Par Sonia Leplat, le 5 juin 2024.

Dans le cadre d’une observation sur le lien entre les pratiques en amateur et les répertoires en 2021, la journaliste et autrice Judith Sibony s’est entretenue avec plusieurs personnalités du monde du spectacle, ici la chorégraphe Maguy Marin.

La pièce de Maguy Marin intitulée May B créée en 1981 est une des pièces chorégraphiques les plus re-dansées par des amateurs dans le cadre du dispositif « danse en amateur et répertoire » du CND. Elle a été reprise cinq fois depuis la création du dispositif en 2006.

Entretien avec la chorégraphe Maguy Marin

« Pour que les pièces restent vivantes, il faut accepter une certaine ‘dégradation’. Je ne suis pas puriste »

La première fois qu’on vous a dit : il y a des amateurs qui voudraient re-danser May B, comment avez-vous réagi ?
Frank Zappa [1] a dit quelque part que, son travail, il considère que les gens peuvent s’en emparer et en faire ce qu’ils veulent, le tordre, le dénaturer... Bien entendu, il y a toujours des enregistrements qui permettent d’entendre la version originale créée par Zappa.
Dans la danse, contrairement à la musique où il y a une partition et un enregistrement, les œuvres sont a priori vouées à l’oubli, même si avec la vidéo, on peut maintenant avoir une idée de ce qu’a été un spectacle. Mais pour garder l’esprit des pièces, c’est très difficile. Pour qu’elles restent vivantes, il faut accepter une certaine « dégradation ». Je ne suis pas puriste. L’idée que les gens puissent traverser ce travail ne me déplait pas, si cette appropriation est un facteur de découvertes, de plaisir et d’invention.
A propos des reprises de May B par des amateurs, je ne peux pas vous répondre « J’étais d’accord ou enthousiaste », tout simplement parce que pour moi, tout ça est naturel ; il n’y a pas de différences entre amateurs et professionnels dans le processus de création. L’exigence est la même. Chacun doit passer par un tâtonnement bénéfique qui dépayse ses certitudes. Je peux dire que je n’apprécie pas les professionnels installés dans leur savoir. Notre art a besoin d’une circulation entre gens qui ont été formés et gens qui font d’autres métiers, ça rend les choses très vivantes.

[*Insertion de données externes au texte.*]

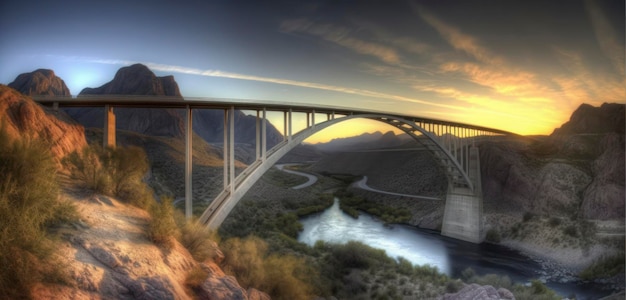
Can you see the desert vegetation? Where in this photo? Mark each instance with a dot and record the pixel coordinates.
(352, 204)
(115, 172)
(536, 289)
(30, 207)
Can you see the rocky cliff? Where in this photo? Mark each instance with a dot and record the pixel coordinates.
(140, 80)
(40, 82)
(137, 79)
(21, 116)
(577, 171)
(108, 255)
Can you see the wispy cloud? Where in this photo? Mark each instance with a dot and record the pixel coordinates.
(223, 74)
(457, 39)
(606, 36)
(341, 36)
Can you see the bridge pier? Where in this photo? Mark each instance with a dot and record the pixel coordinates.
(463, 214)
(188, 161)
(109, 127)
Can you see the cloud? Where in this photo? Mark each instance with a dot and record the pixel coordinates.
(457, 39)
(340, 36)
(606, 36)
(223, 74)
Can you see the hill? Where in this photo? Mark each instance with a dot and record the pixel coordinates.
(22, 117)
(138, 79)
(99, 246)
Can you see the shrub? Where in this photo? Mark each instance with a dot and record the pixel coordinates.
(571, 231)
(554, 221)
(283, 277)
(29, 204)
(86, 168)
(112, 171)
(604, 267)
(196, 277)
(528, 216)
(162, 227)
(493, 235)
(196, 237)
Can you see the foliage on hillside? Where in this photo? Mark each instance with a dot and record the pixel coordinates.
(352, 204)
(112, 171)
(29, 207)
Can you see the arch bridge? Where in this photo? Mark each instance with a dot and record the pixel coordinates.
(451, 143)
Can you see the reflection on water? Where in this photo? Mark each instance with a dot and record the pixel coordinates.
(422, 247)
(336, 227)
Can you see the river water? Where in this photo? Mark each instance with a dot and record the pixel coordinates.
(421, 247)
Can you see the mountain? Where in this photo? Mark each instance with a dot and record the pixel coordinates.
(140, 80)
(576, 171)
(40, 82)
(609, 117)
(21, 116)
(137, 79)
(365, 141)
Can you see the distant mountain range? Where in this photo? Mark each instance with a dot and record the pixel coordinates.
(365, 141)
(140, 80)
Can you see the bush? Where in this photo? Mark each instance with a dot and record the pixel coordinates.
(554, 221)
(604, 267)
(528, 216)
(283, 277)
(162, 227)
(29, 204)
(571, 231)
(196, 237)
(493, 236)
(112, 171)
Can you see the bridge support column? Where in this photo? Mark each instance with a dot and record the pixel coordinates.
(109, 127)
(463, 214)
(229, 150)
(188, 161)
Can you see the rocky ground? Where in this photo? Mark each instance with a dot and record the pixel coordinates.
(109, 255)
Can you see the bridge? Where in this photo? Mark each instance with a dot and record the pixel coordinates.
(451, 143)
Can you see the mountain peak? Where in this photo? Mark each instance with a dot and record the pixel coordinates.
(137, 79)
(40, 82)
(609, 117)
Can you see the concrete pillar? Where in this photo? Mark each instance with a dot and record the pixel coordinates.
(109, 127)
(231, 146)
(258, 135)
(264, 136)
(285, 122)
(188, 162)
(462, 218)
(290, 125)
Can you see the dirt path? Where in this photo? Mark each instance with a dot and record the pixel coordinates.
(311, 181)
(362, 184)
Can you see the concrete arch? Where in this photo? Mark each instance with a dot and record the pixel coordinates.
(222, 205)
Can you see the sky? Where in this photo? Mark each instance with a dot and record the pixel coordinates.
(520, 66)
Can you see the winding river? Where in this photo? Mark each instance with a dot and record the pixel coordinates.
(421, 247)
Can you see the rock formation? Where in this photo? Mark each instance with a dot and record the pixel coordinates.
(21, 116)
(607, 118)
(40, 82)
(137, 80)
(476, 291)
(108, 255)
(581, 165)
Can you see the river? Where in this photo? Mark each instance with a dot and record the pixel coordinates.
(421, 247)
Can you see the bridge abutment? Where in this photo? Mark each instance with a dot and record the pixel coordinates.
(109, 127)
(463, 214)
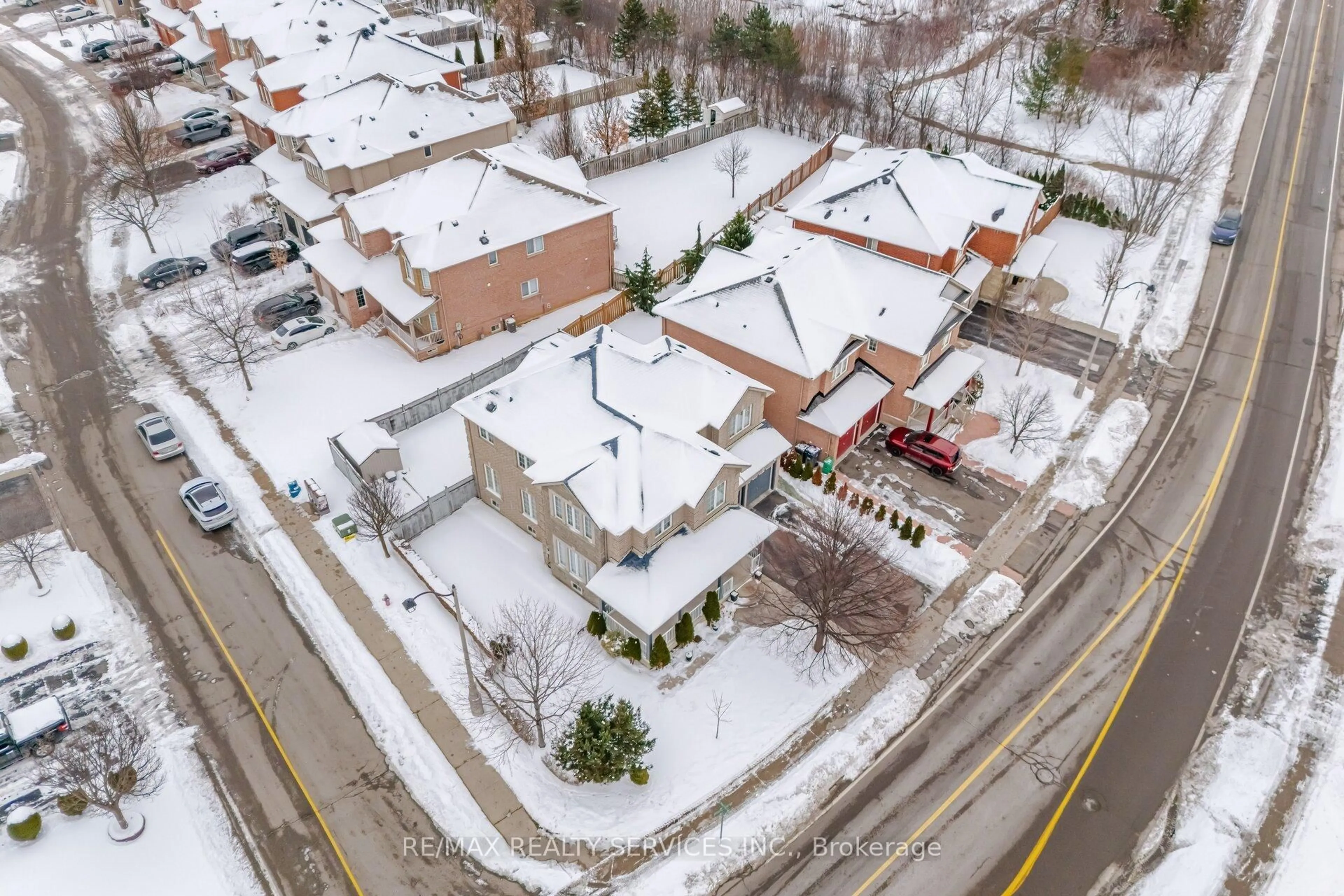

Selon vous, pourquoi est-ce toujours May B que les amateurs veulent redanser ?
La plupart des autres pièces sont plus difficiles à remonter car elles sont plus techniques. Cela ne veut pas dire que May B soit facile à exécuter, loin de là, mais la pièce accueille ceux qui s’y mettent et permet d’en faire quelque chose. Au moment de la création, il y avait, dans la distribution, cinq professionnels et quatre garçons qui savaient à peine danser. J’avais fait passer une annonce dans un cours de danse en disant que je cherchais quatre hommes d’âges différents et d’un niveau technique très variable. J’ai fait une petite audition en catimini et les gens que j’ai choisis n’avaient pas de technique, je les ai choisi pour leur personnalité. Du point de vue des « professionnels », c’étaient peut-être de mauvais danseurs ; ils n’étaient pas intégrés à des troupes. Mais à mes yeux ils étaient passionnants.
J’ai toujours eu un noyau de danseurs qui ont un bagage technique solide mais qui ne correspond pas forcément à l’idée générale qu’on se fait de la technique en danse. Et j’ai toujours eu dans ma compagnie des gens qui n’ont pas forcément de formation, des danseurs qui pouvaient être considérés comme des amateurs par le milieu. On n’est pas obligé d’avoir fait une formation technique dans des écoles diplômantes pour faire le travail que je propose.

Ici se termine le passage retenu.